Sin embargo en sus primeras declaraciones con presidente electo, Piñera relativizó la posibilidad de que figuras de la Concertación integren su gabinete. El mandatario electo dijo que le parece dificil que acepten y aseguró que cuatro o cinco figuras a las que les ofreció un lugar, declinaron la oferta.
Quienes si están presionando por los cargos son sus aliados en la Coalición por el Cambio, del partido Unión Demócrata Independiente (UDI), vinculado a la dictadura del general Pinochet. La UDI fue el partido más votado en la coalición que encabezó Piñera, con el 23%, por encima del partido del presidente, Renovación Nacional, que obtuvo en 17%.

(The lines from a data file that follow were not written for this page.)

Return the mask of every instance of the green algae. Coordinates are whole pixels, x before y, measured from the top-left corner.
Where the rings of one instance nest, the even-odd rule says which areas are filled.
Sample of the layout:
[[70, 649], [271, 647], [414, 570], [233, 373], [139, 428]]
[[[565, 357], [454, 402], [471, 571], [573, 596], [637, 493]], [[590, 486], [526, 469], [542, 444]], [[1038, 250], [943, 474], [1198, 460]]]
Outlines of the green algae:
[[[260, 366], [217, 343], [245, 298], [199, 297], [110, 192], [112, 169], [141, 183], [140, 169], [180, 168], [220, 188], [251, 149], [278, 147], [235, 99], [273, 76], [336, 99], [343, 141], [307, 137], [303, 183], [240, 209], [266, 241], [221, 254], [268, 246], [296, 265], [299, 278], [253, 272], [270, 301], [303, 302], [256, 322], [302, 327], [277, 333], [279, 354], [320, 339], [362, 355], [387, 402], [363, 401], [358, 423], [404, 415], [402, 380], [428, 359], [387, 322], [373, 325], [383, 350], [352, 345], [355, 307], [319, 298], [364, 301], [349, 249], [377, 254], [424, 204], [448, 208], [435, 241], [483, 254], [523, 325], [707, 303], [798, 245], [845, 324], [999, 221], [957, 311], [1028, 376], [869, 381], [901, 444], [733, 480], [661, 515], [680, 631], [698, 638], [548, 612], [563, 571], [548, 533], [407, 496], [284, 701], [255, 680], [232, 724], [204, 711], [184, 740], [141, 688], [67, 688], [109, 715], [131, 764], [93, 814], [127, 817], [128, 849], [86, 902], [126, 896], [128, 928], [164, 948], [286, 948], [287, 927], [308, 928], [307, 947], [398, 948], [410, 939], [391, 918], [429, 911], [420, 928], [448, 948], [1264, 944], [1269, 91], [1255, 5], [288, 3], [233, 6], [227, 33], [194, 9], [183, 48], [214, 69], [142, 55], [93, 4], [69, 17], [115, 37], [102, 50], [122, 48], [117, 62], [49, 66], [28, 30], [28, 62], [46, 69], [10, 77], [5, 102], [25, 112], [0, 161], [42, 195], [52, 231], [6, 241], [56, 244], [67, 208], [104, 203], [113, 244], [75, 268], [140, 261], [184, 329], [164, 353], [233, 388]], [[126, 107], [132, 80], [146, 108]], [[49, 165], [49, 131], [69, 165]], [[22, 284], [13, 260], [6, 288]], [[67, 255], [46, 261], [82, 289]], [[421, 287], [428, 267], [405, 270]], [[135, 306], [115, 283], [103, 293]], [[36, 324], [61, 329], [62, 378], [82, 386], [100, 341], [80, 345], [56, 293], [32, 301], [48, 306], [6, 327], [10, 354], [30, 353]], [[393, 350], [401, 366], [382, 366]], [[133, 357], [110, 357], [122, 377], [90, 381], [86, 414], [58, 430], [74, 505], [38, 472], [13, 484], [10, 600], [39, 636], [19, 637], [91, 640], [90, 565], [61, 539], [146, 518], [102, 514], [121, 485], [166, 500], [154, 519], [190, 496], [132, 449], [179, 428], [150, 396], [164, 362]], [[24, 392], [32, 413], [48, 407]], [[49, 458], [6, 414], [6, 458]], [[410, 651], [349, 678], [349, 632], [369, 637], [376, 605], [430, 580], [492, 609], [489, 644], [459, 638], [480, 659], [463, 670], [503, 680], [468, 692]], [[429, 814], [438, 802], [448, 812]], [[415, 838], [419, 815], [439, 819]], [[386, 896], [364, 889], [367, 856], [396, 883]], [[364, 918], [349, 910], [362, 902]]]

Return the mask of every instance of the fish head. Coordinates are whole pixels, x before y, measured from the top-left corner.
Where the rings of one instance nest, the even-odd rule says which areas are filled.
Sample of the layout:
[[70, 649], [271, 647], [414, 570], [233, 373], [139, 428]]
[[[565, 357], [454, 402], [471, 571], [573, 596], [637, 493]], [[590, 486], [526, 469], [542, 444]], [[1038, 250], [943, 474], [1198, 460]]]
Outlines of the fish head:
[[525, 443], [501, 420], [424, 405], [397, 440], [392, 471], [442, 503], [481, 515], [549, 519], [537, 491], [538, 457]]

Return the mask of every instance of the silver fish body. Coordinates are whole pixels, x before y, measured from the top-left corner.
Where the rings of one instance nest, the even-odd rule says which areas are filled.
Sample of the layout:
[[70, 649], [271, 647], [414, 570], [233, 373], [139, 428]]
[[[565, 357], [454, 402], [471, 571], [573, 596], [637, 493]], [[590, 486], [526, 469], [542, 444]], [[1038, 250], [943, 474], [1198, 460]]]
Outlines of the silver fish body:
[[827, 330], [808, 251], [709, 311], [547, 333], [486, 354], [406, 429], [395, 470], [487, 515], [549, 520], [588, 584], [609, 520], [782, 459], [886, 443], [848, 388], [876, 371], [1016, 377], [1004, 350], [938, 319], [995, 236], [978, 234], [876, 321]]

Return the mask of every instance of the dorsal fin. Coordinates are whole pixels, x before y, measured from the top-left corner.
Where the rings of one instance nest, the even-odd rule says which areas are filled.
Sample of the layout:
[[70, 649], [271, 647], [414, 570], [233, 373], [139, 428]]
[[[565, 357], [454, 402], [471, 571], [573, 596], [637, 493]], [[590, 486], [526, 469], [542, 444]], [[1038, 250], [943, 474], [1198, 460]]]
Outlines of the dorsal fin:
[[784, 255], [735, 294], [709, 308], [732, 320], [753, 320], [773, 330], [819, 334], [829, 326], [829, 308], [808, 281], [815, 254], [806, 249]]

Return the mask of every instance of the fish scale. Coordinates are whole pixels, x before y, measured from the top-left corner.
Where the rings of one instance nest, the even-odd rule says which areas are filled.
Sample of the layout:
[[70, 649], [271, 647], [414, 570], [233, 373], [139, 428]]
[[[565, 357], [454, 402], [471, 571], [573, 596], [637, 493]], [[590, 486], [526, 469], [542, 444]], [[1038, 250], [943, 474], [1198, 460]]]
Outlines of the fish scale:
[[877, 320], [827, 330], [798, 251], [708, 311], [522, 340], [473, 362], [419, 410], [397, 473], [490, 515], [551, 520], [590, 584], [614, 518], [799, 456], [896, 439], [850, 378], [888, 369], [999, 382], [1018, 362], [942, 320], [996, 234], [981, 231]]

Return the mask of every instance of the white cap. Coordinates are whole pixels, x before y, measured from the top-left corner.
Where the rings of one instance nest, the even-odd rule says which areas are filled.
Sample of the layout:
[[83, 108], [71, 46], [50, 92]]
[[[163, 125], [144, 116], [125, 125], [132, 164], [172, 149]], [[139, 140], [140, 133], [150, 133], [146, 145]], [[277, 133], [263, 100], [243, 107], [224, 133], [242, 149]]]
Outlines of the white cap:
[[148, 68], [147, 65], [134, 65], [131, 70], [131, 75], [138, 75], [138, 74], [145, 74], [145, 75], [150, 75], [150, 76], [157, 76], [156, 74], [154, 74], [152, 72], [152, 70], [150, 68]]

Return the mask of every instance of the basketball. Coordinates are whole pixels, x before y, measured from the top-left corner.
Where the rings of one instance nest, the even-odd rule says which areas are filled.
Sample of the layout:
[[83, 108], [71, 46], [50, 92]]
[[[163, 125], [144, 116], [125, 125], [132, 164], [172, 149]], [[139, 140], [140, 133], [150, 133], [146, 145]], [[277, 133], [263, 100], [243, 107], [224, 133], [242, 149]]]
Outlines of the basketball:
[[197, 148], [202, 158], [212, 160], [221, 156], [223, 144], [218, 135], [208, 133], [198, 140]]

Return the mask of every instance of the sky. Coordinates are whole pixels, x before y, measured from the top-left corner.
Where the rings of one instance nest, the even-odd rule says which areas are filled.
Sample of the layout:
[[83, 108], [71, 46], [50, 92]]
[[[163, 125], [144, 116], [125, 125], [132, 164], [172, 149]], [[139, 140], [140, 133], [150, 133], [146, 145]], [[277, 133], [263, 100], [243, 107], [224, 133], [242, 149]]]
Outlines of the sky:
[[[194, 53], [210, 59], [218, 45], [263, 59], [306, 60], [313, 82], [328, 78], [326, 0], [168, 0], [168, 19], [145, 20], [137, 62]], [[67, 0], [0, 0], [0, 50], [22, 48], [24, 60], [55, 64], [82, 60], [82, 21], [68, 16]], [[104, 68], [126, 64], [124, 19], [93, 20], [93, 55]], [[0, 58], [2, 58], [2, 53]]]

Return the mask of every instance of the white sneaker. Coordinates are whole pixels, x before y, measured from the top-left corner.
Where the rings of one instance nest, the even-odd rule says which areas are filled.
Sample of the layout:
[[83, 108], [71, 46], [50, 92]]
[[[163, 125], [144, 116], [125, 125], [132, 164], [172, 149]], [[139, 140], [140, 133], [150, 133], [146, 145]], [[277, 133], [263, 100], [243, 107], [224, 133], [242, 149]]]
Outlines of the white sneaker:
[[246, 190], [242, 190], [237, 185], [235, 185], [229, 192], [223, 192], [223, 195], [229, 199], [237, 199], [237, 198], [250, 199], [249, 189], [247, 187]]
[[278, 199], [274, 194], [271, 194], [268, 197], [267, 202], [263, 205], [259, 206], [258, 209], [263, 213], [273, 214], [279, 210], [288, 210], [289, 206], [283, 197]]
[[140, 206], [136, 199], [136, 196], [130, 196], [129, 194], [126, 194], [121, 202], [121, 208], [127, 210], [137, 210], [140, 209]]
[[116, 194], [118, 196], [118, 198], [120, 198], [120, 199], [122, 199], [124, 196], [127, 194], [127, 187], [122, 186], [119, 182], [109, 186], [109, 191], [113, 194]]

“Nos sentimos absolutamente parte del nuevo gobierno, con el partido más grande y la bancada más numerosa”, dijo el secretario general de la UDI, Víctor Pérez, marcando la cancha.
Concretamente, la UDI aspiraría a tener por lo menos cuatro carteras, entre ellas alguna de los ministerios “políticos”, como las carteras de Interior, la Secretaría General de Gobierno, Relaciones Exteriores o Defensa. Entre los dirigentes que esperan integrar el gabinete figuran notorios pinochetistas, como Joaquín Lavín, Pablo Longueira y Jovino Novoa, entre otros.
El presidente electo anunció que espera presentar su gabinete los primeros días de febrero, y ya ha solicitado nombre para los 22 ministerios, 27 subsecretarias, 100 embajadas, 1.306 cargos de exclusiva confianza, 851 funcionarios de la alta dirección pública que deberá designar, mantener o remover.
Por lo pronto ya están trabajando en las propuestas un núcleo reducido de colaboradores, entre los que destacan los directores de los Institutos Libertad, Libertad y Desarrollo, María Luisa Brahm y Cristián Larroulet (ex funcionario del gobierno de Pinochet), además del director de la Fundación Jaime Guzmán, Miguel Flores.
Según la prensa, Larroulet sería secretario general de la Presidencia, un cargo con rango ministerial fundamental, ya que es quien negocia con los bloques legislativos.
Además se especula con que el ministro de Hacienda será Felipe Larraín, un economista que fue alumno de Piñera. En tanto, Rodrigo Hinzpeter, jefe de campaña suena fuerte para el Ministerio del Interior.
Otros de los nombres que suenan son: Fernando Coloma en Trabajo, Felipe Morandé en Obras Públicas, Harald Beyer en Educación y Felipe Bulnes en Justicia.
Ena Von Baer, la derrotada candidata a senadora por la Novena Región sur y ex vocera del comando de Sebastián Piñera, suena como una de las posibles ministrasy el ex almirante Jorge Arancibia, aspira a ser ministro de Defensa.